Türkiye olumlu, İsrail ise temkinli

7 Nisan’da İngiltere’nin başkenti Londra’da bir araya gelen Türk ve İsrailli yetkililer, iki ülke arasındaki diplomatik ilişkilerin normalleşmesi için görüşmelere devam ettiler. Toplantı sonrası bir açıklama yapan TC Dışişleri Bakanlığı, mutabakat metninin son haline getirilmesi üzerinde çalışıldığını, farklılıkların giderilmesi yönünde ilerleme sağlandığını ve iki hafta sonra yapılması planlanan toplantıda anlaşmanın sonuçlanacağını duyurdu. Aslında Türk tarafını takip edenler 7 Nisan’ı, Mavi Marmara olayını iki ülke ilişkilerinde geride bırakacak tarih olarak algılayabilirdi.
İsrail tarafının bu konudaki suskunluğu, Türkiye’nin gösterdiği hevesi ve iyimser tabloyu sergilememesi, işlerin o kadar da tozpembe gelişmediğini gösteriyor. İsrail’de bir bölüm, Türkiye’nin çift taraflı bir oyun oynadığını ve Rusya ile bozulan ilişkileri nedeniyle İsrail’e yaklaştığını, İsrail doğalgazının Ankara’nın normalleşme isteğini arttırdığını söylüyor.

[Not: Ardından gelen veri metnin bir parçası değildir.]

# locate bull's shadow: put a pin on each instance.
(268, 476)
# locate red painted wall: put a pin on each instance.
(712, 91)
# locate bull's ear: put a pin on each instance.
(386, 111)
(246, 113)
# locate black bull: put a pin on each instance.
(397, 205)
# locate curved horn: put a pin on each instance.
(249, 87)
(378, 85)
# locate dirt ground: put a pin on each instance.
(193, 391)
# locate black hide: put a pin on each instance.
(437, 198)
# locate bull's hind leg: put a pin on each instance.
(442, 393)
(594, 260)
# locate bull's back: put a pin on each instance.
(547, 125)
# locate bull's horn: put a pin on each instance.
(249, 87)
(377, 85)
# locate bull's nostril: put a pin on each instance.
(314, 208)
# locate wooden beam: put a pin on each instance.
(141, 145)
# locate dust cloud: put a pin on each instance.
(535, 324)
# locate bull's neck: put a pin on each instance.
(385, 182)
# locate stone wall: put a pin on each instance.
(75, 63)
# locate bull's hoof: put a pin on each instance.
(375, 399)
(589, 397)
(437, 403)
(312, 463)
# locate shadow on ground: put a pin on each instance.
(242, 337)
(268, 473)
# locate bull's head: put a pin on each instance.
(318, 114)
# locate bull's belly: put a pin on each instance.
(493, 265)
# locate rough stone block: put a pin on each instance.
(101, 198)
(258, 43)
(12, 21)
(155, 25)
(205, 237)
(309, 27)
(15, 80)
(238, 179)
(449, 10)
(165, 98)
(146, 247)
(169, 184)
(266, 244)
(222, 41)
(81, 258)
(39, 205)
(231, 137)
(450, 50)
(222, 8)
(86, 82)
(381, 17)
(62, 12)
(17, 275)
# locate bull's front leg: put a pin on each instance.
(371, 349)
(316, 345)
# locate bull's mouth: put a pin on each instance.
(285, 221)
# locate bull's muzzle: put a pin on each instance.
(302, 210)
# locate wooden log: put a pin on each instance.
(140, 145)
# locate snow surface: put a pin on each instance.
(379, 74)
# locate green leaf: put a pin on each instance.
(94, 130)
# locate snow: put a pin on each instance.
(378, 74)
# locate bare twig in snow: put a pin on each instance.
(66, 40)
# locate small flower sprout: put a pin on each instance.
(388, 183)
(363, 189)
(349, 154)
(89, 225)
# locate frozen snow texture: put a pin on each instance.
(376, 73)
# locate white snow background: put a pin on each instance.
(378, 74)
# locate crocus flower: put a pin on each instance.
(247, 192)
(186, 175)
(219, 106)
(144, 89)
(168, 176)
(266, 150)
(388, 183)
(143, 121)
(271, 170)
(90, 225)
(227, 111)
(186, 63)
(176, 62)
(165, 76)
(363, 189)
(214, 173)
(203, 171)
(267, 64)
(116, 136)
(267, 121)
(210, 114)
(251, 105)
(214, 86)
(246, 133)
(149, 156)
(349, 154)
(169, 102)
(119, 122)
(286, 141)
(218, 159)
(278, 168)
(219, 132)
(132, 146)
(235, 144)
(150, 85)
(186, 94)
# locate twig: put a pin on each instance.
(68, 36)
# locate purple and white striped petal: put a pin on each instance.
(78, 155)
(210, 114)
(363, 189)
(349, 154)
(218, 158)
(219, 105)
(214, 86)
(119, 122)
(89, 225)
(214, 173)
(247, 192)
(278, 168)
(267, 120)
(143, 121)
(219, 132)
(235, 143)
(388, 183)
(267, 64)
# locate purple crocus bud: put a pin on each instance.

Bir başka kesim ise Ankara’nın İsrail’in taleplerine samimi yaklaşmadığını, Hamas’a ev sahipliği yapmaya devam ettiğini belirtiyor. Salı günü Çağlayan Adliyesinde görülen Mavi Marmara davasının ve İHH’nın açıklamaları da, İsrail’in bir diğer talebi olan askerlerine açılan davaların düşürülmesi konusunda bir ilerleme sağlanmadığını gösteriyor.
Pazartesi günü bir açıklama yapan Cumhurbaşkanlığı Sözcüsü İbrahim Kalın, görüşmeler hakkında oluşan beklentileri düşürerek, çok yakın zamanda nihai bir anlaşma imzalanmayacağını, görüşmelere devam edileceğini söyledi. Gazze’de ablukanın kaldırılması talebinden vazgeçilmediğini belirten Kalın’ın, ayrıca Filistin işgalinin sonlanması çağrısında bulunması ve Kudüs Eylem Planı açıklaması, Türkiye ile İsrail’in birbirinden yeniden uzaklaştığını gösteriyor.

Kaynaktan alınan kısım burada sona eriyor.